Keeping energy costs down in your holiday home can be a challenge, especially when it comes to air conditioning.


We asked our owners to share their top tips for an energy efficient holiday home and we've got some pointers of our own too.

From our Facebook page:

“We changed the old air conditioner to a new one that saves 50% energy and I just ask my guests to turn it off when they leave the house...they mostly do!” Jeannette Fain-Rottermann, Home 171599

“No such need for air conditioning in chilly England, but we installed new LED spotlights. No bulbs blowing out and very low energy consumption.” Royal Crescent Brighton Apartments, Home 251955

“Our gite has 90cm solid stone walls that keep in the heat in the winter and make the house lovely and chilled in the summer, therefore so far we've not needed air conditioning. We also try to save energy by using LED bulbs in all our lights.” Jane Housley, Home 166623

“Consider installing a coin operated air-con unit or give customers a limit on amount of electricity used.” Colin Miriam, Home 305800

“Our cottages are heated by a ground sourced heat pump; very economical, environmentally friendly, warm and so easy to run. Underfloor heating is wonderful!” Caroline Lennox, Home 165092


Kitting out your home to make it as economical as possible is a good way to start. Even small changes can help save the pennies – it all adds up! Here are some energy saving gadgets that might be worth investing in:

  • Energy saving light bulbs. With an expected life of ten years, these bulbs use 80 per cent less power than conventional ones; environmentally friendly and good for your bank balance!
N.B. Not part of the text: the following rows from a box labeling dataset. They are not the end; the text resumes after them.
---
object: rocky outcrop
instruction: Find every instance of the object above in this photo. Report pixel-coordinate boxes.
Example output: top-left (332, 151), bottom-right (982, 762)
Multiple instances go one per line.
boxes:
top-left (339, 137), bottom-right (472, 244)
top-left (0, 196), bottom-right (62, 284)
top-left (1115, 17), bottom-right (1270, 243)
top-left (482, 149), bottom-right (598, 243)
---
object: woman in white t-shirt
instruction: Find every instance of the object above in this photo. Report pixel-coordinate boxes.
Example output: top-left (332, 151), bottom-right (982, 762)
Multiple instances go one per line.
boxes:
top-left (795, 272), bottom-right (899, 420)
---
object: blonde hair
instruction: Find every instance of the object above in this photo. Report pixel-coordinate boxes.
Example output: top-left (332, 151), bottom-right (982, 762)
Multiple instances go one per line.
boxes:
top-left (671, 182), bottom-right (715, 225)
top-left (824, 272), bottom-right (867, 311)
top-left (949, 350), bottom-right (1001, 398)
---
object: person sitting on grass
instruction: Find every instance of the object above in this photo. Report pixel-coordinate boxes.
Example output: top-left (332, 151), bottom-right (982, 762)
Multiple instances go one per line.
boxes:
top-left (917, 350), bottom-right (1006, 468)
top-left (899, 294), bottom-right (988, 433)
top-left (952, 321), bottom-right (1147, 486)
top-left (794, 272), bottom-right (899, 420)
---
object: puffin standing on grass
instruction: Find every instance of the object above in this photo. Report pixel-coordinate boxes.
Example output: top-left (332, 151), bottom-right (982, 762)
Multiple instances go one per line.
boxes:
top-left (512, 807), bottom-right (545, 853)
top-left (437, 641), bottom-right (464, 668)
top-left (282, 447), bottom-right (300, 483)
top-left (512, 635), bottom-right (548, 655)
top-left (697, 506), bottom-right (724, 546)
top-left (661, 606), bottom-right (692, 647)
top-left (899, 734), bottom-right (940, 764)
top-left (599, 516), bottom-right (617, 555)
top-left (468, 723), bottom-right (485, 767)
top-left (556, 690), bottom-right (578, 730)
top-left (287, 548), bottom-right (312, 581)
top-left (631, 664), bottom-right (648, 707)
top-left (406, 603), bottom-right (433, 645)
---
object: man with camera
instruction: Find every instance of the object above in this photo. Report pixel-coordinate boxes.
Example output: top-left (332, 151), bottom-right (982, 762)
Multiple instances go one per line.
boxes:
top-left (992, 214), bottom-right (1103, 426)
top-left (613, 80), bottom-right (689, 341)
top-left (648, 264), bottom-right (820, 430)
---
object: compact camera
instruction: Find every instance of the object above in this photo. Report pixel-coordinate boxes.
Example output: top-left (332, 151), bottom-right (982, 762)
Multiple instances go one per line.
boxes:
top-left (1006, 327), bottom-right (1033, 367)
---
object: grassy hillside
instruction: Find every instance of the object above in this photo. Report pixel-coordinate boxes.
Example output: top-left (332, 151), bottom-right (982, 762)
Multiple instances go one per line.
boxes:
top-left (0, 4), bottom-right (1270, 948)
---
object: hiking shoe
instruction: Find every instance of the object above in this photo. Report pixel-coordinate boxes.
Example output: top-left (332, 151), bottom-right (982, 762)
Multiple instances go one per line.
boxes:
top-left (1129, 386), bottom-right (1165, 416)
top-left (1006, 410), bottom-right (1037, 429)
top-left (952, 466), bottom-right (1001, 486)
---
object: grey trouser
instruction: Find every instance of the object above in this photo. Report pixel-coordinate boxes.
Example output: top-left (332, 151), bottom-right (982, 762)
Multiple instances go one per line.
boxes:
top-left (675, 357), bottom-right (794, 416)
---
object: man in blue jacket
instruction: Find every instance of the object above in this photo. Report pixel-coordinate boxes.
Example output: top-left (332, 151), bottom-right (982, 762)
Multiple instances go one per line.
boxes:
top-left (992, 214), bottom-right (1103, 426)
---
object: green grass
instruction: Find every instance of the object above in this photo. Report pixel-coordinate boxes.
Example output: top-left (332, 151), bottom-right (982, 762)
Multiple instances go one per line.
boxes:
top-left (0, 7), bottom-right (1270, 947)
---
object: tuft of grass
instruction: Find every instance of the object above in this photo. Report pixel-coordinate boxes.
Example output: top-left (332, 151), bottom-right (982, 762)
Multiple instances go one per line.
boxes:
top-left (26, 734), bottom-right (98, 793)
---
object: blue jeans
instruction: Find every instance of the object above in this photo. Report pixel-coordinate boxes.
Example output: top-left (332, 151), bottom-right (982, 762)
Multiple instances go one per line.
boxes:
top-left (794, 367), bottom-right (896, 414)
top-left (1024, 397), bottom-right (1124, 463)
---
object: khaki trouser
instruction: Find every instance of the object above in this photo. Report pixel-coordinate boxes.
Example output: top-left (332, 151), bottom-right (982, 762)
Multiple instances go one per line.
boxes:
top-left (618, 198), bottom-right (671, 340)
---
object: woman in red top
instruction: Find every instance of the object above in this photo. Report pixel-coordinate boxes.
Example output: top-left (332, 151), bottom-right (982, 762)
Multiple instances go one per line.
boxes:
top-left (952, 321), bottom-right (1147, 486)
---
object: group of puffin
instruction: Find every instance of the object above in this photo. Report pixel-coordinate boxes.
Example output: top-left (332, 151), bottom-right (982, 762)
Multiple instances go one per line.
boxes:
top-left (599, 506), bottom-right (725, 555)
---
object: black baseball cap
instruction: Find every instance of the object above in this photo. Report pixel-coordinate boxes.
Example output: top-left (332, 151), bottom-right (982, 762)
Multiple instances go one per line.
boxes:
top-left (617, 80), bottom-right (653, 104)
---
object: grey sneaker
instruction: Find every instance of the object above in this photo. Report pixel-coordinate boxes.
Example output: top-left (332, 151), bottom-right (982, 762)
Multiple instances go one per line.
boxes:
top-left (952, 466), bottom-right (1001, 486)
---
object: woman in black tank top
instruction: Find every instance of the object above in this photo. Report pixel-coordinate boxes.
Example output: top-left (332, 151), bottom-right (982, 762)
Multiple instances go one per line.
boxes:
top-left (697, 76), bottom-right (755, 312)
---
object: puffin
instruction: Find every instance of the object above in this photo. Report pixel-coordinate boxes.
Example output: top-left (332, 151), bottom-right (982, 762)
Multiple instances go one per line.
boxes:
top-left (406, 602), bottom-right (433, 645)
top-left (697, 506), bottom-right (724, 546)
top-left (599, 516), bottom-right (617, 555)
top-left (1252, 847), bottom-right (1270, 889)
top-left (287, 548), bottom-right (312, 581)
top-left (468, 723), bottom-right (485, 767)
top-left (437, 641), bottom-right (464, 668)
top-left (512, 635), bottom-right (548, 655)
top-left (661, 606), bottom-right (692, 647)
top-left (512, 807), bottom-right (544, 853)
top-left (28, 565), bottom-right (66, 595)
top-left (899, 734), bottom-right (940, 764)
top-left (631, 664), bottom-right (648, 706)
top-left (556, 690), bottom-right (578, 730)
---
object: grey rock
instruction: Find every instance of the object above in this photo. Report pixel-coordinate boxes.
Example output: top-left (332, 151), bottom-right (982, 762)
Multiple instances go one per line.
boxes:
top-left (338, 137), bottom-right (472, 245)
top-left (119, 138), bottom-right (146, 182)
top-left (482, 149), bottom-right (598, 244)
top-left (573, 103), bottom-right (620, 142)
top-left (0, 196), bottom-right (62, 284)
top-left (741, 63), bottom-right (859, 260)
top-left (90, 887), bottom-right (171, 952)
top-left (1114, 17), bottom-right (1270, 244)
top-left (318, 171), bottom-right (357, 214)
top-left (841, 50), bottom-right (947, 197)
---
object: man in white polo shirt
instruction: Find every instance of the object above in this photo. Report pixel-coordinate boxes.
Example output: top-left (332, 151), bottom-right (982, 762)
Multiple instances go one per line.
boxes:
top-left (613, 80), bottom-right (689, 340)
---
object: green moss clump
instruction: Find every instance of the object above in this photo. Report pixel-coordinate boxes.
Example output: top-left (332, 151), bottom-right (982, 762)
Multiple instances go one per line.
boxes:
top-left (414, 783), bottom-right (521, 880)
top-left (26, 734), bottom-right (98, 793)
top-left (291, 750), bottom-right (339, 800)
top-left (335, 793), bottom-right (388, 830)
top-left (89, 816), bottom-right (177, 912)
  • Clothes airer. Having a clothes airer handy means that guests can dry their beach towels outside, rather than putting them in the tumble dryer. It will fold up when not in use, so it won't get in the way.

  • Standby saver. Standby saver units cut 100 per cent of the standby power used by TVs, DVD players, etc, and allow for up to six appliances to be connected at once.

  • Laundry and tumble dryer balls. Laundry balls last for up to 120 washes and use no detergent. Tumble dryer balls are also available.

  • Rechargeable batteries and charger. Invest in some rechargeable batteries and rather than throwing them in the bin when they run out, just charge them up again!

  • Draught excluder. Stop heat escaping from the room and cut your energy bills in one go; an excluder traps heat and so stops guests from heating the room unnecessarily. This excluder fits on any type of door and is suitable for both carpets and hard floors.

Fixtures, fittings and general maintenance can also be considered when making your holiday home more energy efficient and eco-friendly:

    • When buying wooden indoor and garden furniture, check to make sure that it comes from a sustainable source - look out for the FSC (Forest Stewardship Council) logo. If in doubt, ask when buying it.

    • Install a water butt in your garden to collect rain water, which can then be used during dry spells.

    • Infra-red patio heaters are a greener alternative to standard ones. Gas patio heaters are very energy intensive - they use the same amount of energy in one hour as it takes to make 400 cups of tea!

    • Solar panels are an effective way of heating your swimming pool if the climate suits this. Use an environmentally friendly pool treatment product.

    • Don't forget roof insulation, a hot water cylinder jacket and pipe lagging make your home more energy efficient.

    • If you need to replace white goods and home appliances then pay attention to EU energy efficiency ratings.

    • If the property is going to be unoccupied for any period of time ask your caretaker or a neighbour to make sure all electrical items are unplugged and dripping taps turned off.